Found across North America, Cooper’s Hawk, Accipiter cooperii, is a medium sized hawk, normally measuring 35cm and 50cm in length, with a wingspan of between 60cm and 80cm. These hawks tend to have blue-grey heads, wings and backs, white chests with brown barring, and long tails with white terminal bands.
Cooper’s Hawks are normally found across open woodlands and deciduous forests. In recent years these hawks have also increasingly been found in urban and suburban environments. This range dispersion has generally been associated with the hunt for prey.
The diet of the Cooper’s Hawk is predominantly made up of medium sized birds, although smaller birds are also eaten. In the main the diet comprises American Robins, European Starlings, thrushes, jays and woodpeckers.

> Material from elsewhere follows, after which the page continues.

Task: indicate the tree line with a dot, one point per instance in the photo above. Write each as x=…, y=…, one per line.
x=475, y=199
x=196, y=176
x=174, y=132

The aggressive nature of the Cooper’s Hawk though does see it attack and kill American Kestrels and Sharp-shinned Hawks as well.
In addition to other birds, the diet of the Cooper’s Hawk can comprise of mammals, including squirrels, hares and mice, as well as on occasion, reptiles, including snakes and lizards.
Those birds that find themselves in the urban environments will find themselves with an array of birds to prey upon, including the mourning dive and rock pigeon. These urban environments also make it extremely easy for the Cooper’s Hawk to find its prey, all it has to do is keep an eye on bird tables and feeders in gardens, and await small birds to start feeding. These small birds normally stand little chance of survival if the Cooper’s Hawk starts to chase it down.
Cooper’s Hawks can be normally seen hunting on the wing, gliding over wooded habitats. Very quickly though, the Cooper’s Hawk can change from a gliding search, to an active pursuit. The relatively short wingspan and long tail of the Cooper’s Hawk, allows them to dart through even the densest of woodland at great speed; avoiding the vegetation and making quick turns to stay within sight of their prey.
Prey is caught by making use of the feet of the Cooper’s Hawk; once caught the prey will be squeezed until it dies, and is then consumed. There is also some evidence to suggest that drowning prey is also a relatively common occurrence.
In addition to gliding, Cooper’s Hawks can also be observed perched on high tree tops, poles and fences, where they sit and wait for unknowing prey to come within their grasp. Once sighted a rapid, short chase will normally ensue.